Nikkei 225: Sieben Tage Rally auf 70.954 Punkte
20.06.2026 - 02:14:19 | boerse-global.de
Japanische Aktien erleben eine historische Woche. Der Nikkei 225 stieg an sieben aufeinanderfolgenden Handelstagen – ein Lauf mit Seltenheitswert. Am Montag schoss der Index um knapp fünf Prozent nach oben und schloss erstmals über der Marke von 69.000 Punkten.
Auslöser war eine überraschende Nachricht: Die USA und der Iran einigten sich auf ein Friedensabkommen. Das beflügelte die Risikobereitschaft der Anleger. Am Dienstag knackte der Nikkei kurz die 70.000, am Donnerstag übersprang er die 71.000. Auf Wochensicht legte der Index um fast acht Prozent zu. Seit Freitag notiert er bei 70.954 Punkten – ein Plus von über 84 Prozent im Jahresvergleich.
Technologieaktien als Treiber
Die Rally wird von Halbleiterwerten angeführt. Sie folgten den starken Vorgaben der US-Märkte. Der Chip-Tester-Hersteller Advantest legte um knapp fünf Prozent zu, der Speicherchip-Konzern Kioxia sogar um zwölf Prozent.

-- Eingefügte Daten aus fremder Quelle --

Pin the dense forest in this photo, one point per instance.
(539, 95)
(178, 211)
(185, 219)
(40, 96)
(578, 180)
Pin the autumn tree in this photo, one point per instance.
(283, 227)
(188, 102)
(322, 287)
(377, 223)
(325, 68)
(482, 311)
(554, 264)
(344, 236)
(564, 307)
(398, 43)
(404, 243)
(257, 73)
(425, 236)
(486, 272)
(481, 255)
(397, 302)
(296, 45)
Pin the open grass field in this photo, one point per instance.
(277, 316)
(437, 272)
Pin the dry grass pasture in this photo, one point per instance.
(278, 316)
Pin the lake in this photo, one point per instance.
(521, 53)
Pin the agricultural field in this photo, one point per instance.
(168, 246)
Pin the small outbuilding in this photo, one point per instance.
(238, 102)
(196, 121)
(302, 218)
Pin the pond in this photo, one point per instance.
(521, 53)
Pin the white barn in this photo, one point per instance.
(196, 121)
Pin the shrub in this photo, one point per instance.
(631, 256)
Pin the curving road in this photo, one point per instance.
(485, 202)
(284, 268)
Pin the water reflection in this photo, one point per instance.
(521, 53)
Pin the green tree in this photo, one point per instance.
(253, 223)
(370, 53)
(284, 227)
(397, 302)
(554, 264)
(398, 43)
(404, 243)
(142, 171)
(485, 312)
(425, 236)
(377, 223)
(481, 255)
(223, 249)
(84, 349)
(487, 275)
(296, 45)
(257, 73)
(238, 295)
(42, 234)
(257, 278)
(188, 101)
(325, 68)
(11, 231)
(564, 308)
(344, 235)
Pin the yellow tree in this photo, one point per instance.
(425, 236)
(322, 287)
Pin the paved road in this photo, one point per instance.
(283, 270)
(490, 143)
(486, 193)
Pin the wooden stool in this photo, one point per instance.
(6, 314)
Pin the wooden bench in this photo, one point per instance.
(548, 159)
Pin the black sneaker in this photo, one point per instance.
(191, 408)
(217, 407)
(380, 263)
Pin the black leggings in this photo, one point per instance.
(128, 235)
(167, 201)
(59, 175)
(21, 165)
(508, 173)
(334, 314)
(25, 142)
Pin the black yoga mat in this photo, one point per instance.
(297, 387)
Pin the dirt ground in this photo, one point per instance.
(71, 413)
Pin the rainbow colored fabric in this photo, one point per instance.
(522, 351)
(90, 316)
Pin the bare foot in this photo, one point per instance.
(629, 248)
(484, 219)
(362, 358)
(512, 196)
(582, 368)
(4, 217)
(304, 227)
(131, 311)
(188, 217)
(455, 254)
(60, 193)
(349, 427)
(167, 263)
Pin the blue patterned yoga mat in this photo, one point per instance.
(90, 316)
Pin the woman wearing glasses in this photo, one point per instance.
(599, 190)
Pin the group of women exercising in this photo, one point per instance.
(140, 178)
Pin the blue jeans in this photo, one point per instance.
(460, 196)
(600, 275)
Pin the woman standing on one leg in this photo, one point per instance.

Noch deutlicher waren die Gewinne bei zwei japanischen Spezialisten für Glasfaserkabel: Fujikura erhöhte seine Gewinnprognose drastisch auf 229 Milliarden Yen – die Aktie schoss um fast 16 Prozent nach oben. Furukawa Electric zog um 15 Prozent mit.
Nicht alle Werte profitierten. Sumitomo Metal Mining verlor über sieben Prozent. Auch Subaru gab nach, ausgelöst durch eine Herabstufung einer Analysten. Banken- und Finanztitel blieben insgesamt zurück.
Warnsignale trotz Rekordjagd
Die technischen Indikatoren zeigen ein gemischtes Bild. Der RSI liegt bei knapp 70 – einem Bereich, der als leicht überkauft gilt. Noch deutlicher sind die Signale von STOCH und Williams %R: Beide zeigen klare Überhitzung an. Das deutet auf eine mögliche Konsolidierung in den kommenden Tagen hin.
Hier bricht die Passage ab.